That’s why Siemens has developed a system called Simetal RCB Temp, which consists of an optical sensor that can determine the temperature of the molten metal in the steel production process (over 1,500 degrees Celsius) at shorter intervals than was previously the case. As a result, the best time to tap can be determined more exactly, thus saving time and energy and increasing work safety.
To produce steel in electric arc furnaces, scrap metal is melted down in a process that requires the temperature of the molten metal to be exactly and reliably measured. RCB Temp makes optimum melting sequence times possible, resulting in lower energy consumption and operating costs. Previously, the temperature had to be measured with measurement cartridges through the open slag door, because optical measurement systems are too sensitive to heat and soiling to be installed inside the furnaces. Manual measurements are strenuous, hazardous, and limit the number of measurements that can be taken until the steel is tapped. Siemens Industry has now successfully integrated the RCB (Refining Combined Burner) system into a robust optical temperature sensor.
The RCB system consists of a burner for melting the scrap metal and a lance for injecting a precisely concentrated stream of oxygen into the liquid steel. In order to measure the temperature, an inert gas is injected into the steel instead of oxygen.

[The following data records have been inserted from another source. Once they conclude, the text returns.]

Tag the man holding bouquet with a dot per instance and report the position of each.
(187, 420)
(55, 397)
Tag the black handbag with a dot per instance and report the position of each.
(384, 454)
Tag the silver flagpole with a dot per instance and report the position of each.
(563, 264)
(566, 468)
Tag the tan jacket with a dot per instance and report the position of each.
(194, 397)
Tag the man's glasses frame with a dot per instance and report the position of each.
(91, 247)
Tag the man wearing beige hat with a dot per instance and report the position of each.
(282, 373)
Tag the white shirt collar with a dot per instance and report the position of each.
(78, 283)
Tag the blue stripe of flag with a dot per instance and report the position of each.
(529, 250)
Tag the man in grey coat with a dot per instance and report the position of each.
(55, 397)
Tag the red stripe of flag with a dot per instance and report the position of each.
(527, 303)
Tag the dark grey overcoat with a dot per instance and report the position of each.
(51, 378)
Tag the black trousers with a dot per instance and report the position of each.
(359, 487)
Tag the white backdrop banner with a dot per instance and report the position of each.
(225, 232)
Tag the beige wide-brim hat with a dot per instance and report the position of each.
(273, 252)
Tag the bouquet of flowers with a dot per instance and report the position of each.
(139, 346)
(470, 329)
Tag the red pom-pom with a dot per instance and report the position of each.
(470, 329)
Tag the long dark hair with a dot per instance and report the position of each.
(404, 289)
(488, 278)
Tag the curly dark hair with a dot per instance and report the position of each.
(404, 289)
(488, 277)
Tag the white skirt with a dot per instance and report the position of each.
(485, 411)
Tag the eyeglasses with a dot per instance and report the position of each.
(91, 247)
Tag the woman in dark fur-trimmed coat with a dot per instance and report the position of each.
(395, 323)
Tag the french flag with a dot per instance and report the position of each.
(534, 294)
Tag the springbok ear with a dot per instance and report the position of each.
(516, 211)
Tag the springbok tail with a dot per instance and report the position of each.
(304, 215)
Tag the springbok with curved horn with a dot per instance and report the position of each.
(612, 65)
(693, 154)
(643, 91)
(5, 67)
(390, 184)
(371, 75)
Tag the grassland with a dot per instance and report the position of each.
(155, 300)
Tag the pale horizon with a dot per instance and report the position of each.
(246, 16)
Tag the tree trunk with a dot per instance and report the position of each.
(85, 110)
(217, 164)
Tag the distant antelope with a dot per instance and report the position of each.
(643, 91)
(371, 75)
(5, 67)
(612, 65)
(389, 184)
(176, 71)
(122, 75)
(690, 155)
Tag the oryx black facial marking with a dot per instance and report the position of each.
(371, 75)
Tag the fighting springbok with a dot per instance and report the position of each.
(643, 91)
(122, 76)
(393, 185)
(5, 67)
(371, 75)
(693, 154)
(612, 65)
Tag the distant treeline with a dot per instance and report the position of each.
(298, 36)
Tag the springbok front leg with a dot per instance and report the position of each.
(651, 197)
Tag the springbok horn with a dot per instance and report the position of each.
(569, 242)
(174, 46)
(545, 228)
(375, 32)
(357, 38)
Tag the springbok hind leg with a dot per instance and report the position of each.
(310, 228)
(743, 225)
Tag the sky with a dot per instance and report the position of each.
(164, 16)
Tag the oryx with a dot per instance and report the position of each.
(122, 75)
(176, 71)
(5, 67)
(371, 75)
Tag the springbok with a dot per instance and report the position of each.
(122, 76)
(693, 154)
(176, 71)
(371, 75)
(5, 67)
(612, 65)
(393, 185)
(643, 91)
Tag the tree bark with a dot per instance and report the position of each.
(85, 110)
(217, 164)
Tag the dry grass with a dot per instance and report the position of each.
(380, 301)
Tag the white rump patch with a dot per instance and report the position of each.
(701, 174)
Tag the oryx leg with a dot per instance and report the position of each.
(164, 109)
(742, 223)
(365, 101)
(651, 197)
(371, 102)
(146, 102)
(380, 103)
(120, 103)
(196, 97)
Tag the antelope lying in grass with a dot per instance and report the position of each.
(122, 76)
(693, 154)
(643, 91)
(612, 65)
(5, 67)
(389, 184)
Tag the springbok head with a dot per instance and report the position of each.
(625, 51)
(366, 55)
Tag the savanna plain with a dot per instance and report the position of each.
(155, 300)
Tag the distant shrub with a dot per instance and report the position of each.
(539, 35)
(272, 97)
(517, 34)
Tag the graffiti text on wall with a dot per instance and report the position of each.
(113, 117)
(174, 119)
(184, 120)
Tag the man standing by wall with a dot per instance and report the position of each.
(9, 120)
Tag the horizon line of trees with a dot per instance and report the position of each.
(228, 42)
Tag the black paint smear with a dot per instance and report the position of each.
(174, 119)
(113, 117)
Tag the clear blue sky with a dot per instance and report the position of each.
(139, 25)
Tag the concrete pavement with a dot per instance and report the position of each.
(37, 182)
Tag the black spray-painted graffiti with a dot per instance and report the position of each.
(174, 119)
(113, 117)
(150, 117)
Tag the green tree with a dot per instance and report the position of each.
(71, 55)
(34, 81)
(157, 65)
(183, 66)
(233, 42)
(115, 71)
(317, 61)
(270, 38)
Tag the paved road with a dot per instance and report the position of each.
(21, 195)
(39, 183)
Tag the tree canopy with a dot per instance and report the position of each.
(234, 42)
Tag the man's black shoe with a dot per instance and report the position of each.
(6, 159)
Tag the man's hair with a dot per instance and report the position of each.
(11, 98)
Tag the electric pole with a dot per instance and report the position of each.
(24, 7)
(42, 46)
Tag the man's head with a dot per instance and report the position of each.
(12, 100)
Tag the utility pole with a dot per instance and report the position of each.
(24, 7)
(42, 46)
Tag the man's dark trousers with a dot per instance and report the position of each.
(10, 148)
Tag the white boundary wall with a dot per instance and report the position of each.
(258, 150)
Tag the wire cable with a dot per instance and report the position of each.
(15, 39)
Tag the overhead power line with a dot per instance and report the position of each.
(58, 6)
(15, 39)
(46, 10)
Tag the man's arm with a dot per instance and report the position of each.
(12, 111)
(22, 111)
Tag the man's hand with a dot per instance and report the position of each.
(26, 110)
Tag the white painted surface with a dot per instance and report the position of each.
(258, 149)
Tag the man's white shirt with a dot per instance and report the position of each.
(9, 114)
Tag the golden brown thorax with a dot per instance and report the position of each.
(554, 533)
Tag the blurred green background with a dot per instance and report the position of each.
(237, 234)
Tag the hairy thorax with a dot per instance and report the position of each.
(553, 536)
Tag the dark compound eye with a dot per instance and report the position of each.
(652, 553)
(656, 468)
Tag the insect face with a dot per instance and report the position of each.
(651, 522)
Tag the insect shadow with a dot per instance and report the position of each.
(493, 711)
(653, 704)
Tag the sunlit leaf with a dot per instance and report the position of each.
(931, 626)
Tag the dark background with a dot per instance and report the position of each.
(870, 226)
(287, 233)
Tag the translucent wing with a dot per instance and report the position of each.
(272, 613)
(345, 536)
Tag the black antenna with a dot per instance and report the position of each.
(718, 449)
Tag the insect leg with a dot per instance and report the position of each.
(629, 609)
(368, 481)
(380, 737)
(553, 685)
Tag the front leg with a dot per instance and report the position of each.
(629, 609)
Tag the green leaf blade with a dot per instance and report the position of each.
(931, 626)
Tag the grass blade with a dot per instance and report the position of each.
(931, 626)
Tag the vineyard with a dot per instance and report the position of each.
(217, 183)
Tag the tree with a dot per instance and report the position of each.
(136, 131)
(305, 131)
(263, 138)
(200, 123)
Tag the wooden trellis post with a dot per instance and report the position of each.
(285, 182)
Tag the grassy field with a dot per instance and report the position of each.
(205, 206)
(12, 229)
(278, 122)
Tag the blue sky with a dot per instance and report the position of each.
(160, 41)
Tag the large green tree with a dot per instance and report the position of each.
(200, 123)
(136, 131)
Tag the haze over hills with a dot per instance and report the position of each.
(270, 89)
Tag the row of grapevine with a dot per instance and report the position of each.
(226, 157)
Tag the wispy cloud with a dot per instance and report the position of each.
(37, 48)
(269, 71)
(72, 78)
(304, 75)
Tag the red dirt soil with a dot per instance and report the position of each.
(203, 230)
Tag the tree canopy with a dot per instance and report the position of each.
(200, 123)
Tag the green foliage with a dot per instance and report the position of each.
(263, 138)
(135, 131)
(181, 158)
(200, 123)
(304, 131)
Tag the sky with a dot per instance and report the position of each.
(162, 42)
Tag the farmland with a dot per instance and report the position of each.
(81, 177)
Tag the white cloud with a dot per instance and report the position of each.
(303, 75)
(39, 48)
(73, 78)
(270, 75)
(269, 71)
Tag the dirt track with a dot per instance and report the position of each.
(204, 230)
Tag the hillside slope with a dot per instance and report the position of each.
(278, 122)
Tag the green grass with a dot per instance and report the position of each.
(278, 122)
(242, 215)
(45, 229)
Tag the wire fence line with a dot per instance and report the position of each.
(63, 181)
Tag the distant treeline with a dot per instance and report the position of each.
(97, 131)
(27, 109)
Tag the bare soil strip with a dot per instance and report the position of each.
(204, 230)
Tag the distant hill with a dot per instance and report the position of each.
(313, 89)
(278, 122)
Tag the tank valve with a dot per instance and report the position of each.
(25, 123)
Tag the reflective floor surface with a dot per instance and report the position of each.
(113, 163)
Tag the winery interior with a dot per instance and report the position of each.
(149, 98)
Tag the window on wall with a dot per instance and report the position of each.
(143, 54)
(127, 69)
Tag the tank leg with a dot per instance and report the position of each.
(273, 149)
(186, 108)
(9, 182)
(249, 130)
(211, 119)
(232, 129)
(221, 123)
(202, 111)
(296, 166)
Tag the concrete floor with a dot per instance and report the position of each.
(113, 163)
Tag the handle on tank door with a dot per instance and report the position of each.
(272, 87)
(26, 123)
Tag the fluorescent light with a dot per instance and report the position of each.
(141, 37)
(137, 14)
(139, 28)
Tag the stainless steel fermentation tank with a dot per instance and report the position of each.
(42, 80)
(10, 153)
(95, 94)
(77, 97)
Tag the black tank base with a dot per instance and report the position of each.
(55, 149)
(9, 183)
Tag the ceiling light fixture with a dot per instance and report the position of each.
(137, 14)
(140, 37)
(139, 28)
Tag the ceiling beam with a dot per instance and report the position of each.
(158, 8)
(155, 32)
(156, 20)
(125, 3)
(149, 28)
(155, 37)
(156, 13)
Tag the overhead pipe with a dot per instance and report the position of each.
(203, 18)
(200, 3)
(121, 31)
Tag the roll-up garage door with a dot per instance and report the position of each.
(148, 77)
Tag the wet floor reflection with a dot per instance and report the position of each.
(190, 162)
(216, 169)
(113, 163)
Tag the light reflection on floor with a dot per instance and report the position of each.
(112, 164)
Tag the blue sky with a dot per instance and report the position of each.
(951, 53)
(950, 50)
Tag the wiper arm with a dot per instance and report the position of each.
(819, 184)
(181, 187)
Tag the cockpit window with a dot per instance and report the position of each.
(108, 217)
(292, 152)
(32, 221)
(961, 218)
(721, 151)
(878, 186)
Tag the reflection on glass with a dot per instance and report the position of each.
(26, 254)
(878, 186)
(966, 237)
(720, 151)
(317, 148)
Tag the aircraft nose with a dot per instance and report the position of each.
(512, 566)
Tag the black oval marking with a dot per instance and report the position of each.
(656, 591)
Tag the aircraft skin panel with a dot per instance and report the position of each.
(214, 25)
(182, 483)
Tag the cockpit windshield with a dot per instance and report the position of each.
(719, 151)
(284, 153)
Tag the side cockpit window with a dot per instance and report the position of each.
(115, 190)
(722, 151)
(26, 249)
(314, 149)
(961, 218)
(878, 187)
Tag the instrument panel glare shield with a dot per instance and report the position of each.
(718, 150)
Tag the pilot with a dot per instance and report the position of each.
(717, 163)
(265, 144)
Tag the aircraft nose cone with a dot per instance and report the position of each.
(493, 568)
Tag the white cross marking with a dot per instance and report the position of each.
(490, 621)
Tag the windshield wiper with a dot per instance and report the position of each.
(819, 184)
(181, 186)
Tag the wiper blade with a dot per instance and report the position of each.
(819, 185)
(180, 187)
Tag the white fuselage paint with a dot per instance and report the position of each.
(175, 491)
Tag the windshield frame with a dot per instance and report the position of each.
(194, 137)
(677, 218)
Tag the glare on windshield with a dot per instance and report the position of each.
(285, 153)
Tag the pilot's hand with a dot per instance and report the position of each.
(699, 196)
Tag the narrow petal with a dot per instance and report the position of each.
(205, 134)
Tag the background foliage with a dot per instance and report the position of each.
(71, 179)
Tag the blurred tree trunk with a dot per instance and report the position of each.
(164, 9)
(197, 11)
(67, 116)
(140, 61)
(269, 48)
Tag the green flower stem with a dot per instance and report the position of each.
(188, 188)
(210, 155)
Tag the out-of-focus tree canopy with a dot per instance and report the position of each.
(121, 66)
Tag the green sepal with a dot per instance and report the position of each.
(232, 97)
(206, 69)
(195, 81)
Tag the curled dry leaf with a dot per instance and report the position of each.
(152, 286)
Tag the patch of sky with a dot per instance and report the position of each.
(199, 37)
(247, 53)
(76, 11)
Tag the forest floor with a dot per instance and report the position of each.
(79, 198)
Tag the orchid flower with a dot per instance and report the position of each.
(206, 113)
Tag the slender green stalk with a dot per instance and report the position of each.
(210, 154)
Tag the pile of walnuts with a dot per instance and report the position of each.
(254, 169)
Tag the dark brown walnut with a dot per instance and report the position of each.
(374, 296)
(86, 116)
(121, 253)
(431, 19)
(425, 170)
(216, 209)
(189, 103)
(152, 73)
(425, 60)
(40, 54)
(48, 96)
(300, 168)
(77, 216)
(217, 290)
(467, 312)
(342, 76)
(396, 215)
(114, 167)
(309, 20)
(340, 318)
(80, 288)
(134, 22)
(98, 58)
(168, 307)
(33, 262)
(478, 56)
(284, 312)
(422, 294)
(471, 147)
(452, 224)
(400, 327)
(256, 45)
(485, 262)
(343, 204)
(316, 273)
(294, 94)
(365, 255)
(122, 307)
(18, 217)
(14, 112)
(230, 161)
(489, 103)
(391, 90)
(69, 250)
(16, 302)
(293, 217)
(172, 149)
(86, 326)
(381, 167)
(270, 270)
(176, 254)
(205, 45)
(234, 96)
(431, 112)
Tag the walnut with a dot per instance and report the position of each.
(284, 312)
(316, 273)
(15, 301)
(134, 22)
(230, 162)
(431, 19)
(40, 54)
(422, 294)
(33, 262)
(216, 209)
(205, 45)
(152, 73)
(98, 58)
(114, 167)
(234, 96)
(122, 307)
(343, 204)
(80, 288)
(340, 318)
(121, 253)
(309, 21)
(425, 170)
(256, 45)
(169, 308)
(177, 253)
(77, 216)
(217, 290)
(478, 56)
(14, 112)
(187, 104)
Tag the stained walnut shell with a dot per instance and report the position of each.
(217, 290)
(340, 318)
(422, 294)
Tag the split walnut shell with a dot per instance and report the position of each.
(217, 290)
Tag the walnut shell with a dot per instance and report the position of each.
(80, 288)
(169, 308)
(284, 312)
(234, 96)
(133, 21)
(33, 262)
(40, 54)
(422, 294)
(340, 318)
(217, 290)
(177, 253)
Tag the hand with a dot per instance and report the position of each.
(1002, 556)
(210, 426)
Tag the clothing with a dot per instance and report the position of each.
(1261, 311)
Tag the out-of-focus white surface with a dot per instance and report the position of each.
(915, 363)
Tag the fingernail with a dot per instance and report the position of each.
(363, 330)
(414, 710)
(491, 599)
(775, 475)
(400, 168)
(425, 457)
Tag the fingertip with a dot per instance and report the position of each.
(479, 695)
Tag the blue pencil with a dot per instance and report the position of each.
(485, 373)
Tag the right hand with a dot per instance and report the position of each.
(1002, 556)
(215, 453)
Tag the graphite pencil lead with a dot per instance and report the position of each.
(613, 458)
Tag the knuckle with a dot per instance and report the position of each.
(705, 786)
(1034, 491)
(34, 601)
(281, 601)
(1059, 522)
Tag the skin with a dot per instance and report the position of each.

The gas stream enables the system to “look” into the molten metal like an eye, allowing the optical sensor at the rear of the lance to detect the liquid steel’s infrared radiation. The resulting data is used to calculate the temperature of the molten metal with the help of a special algorithm. The system doesn’t require measurement cartridges and can measure temperatures through a closed slag door and when heating power is on. And because the sensor is positioned at the rear of the lance, it is protected against damage when scrap iron is fed into the furnace.
Arc furnaces can easily be retrofitted with Simetal RCB Temp when they are shut down for maintenance. The system can increase productivity by up to two percent so that the investment is recouped in less than six months.